The simple answer to both is yes and I am going to outline in this article how to put your first portfolio together, what to include and who to ask about including work related samples in your portfolio.
How to put your portfolio together
In today's digital age many people store their marketing work in PDF format or in the cloud which is great when you are submitting applications electronically. What happens though when you go to a face-to-face meeting? In this instance I would suggest using a formal business folder with inserts to put paper copies of your PDF's in. Definitely print in colour as you want this portfolio to have a WOW factor and think of whether you want to present the examples chronologically or thematically.
What to include in your portfolio
Firstly, look at the work you completed for projects at college/university. Does this showcase your full design and marketing capability? If so, definitely include this. If this is tricky, think about a brand you are keen on and put together a rebrand or a revamp so that you can show an employer what you can offer them. This is something you should be thinking about and implementing. Being able to show a recruiter visual examples of what you have learnt and what you can bring to an employer will mark you out from the crowd. This is especially the case in the digital world. We all have access to social media sites and setting up a website to showcase your skills not only allows a future employer to see your skills levels in programs such as HTML but also your creative skills in terms of formatting and layout. If setting up your own web page seems like an expense too far, what about volunteering your time to help a charity with their website or a family member who is running their own business? Hey presto you have some active sites to put on your CV and include in your portfolio.

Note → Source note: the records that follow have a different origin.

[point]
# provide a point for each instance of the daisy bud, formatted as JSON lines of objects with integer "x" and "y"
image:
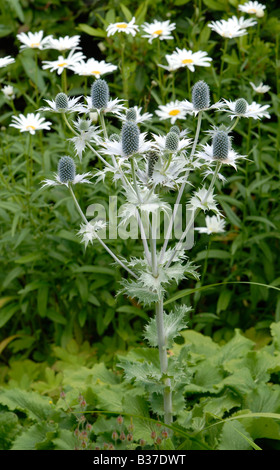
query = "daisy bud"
{"x": 130, "y": 138}
{"x": 172, "y": 141}
{"x": 175, "y": 129}
{"x": 240, "y": 106}
{"x": 61, "y": 101}
{"x": 115, "y": 137}
{"x": 200, "y": 95}
{"x": 221, "y": 145}
{"x": 153, "y": 158}
{"x": 131, "y": 114}
{"x": 66, "y": 169}
{"x": 99, "y": 94}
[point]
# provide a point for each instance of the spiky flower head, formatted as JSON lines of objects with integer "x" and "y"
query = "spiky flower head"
{"x": 130, "y": 138}
{"x": 115, "y": 137}
{"x": 175, "y": 129}
{"x": 152, "y": 159}
{"x": 61, "y": 101}
{"x": 200, "y": 95}
{"x": 131, "y": 114}
{"x": 100, "y": 94}
{"x": 66, "y": 169}
{"x": 172, "y": 141}
{"x": 221, "y": 145}
{"x": 241, "y": 106}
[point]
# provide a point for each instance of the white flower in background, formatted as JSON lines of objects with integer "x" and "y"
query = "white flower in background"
{"x": 158, "y": 29}
{"x": 172, "y": 63}
{"x": 113, "y": 106}
{"x": 202, "y": 200}
{"x": 187, "y": 58}
{"x": 123, "y": 27}
{"x": 173, "y": 111}
{"x": 253, "y": 8}
{"x": 71, "y": 105}
{"x": 87, "y": 133}
{"x": 33, "y": 40}
{"x": 88, "y": 231}
{"x": 214, "y": 224}
{"x": 4, "y": 61}
{"x": 94, "y": 68}
{"x": 231, "y": 28}
{"x": 61, "y": 63}
{"x": 261, "y": 88}
{"x": 30, "y": 123}
{"x": 139, "y": 117}
{"x": 8, "y": 91}
{"x": 64, "y": 43}
{"x": 240, "y": 108}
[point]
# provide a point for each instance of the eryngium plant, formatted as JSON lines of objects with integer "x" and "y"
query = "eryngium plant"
{"x": 146, "y": 170}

If the digital space is where you want to build your career, don't be afraid to include relevant information from your Facebook, Twitter and LinkedIn accounts (note here the word ‘relevant’ and refer back to my earlier post on online profiles). I worked with a colleague who was passionate about working in digital marketing and social media but she didn't have any career experience so she wrote a blog about her time spent travelling. Not only was a great way to stay in touch with family and friends but it gave her a ready made portfolio of her writing style which really helped when it came to applying for work on her return.
So now you have something to put in your portfolio, how do you collate it and perhaps more importantly when do you decide to attach it to applications?

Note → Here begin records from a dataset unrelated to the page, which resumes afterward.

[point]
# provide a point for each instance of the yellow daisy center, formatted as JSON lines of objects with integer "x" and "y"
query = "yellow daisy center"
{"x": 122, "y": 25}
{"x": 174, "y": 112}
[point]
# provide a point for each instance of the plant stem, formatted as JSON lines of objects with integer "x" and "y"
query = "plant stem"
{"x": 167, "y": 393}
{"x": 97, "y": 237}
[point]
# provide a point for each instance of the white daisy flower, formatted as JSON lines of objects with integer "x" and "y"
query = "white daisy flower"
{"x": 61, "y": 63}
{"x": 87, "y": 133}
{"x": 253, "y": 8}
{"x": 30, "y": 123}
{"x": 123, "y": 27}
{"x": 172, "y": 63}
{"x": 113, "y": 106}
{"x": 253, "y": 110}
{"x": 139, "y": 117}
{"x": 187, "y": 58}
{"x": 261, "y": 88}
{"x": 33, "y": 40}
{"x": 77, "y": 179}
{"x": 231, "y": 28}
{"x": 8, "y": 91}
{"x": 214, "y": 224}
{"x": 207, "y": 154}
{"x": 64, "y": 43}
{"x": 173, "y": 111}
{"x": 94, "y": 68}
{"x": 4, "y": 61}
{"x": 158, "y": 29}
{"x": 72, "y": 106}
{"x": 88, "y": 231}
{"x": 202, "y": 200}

When to include your portfolio
Of course the above example and advice is mainly tailored to those who don't have a lot of commercial experience, but the "when to attach" question still applies to those who have more experience and to my mind becomes the more important question. If you have built a good amount of web pages, online marketing campaigns across a diverse group of sectors think about what are the best examples to use. If you are applying for an Online Marketing role within a retail company with a strong online presence and you have worked in a similar business, definitely attach the relevant examples as it will show that you have thought through why you are the right person for the role and backed it up with evidence which will always get you response. I have recently placed a high-level Marketing candidate; they took the time to prepare a portfolio of relevant examples which they took to their face-to-face interview with my client. The interview went like a dream because their portfolio enabled the client to see specific examples of why the candidate was right for this. Inmy mind, this is the perfect example of how a marketing portfolio can enhance your application and interview process.

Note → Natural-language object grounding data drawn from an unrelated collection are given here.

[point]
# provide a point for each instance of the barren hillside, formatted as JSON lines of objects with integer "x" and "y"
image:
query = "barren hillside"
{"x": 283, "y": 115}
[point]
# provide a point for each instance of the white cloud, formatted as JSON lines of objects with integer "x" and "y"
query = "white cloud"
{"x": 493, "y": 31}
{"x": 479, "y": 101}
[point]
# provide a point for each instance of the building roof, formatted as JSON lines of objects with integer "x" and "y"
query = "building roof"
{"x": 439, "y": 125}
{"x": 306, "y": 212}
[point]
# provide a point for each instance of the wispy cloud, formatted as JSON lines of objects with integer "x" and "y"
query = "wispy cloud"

Who has ownership of your portfolio
Of course, it is important to remember that if you are using examples from current employers in your portfolio, make sure that you have permission to include them and use them if the work is of a confidential nature. I would start by checking your employment contract which should highlight the ownership of intellectual property rights to your work. Client confidentiality is always important especially if you are seeking a new role with a competitor and so judge wisely. The key tenet here is if the material is in the public domain then you can include it. If you are working on future campaigns, no matter how tempting or valuable it could be to your application, my advice is not to include it. Current data protection and intellectual property laws are stringent and in my opinion disclosing confidential material to secure a new role would not reflect well on any of the parties involved, never mind the potential financial cost to you!
A marketing portfolio which is current and relevant will always highlight your application in a positive way. In today's competitive job market, using your portfolio as part of your CV alongside the majority of your applications will ensure you stand out from the crowd.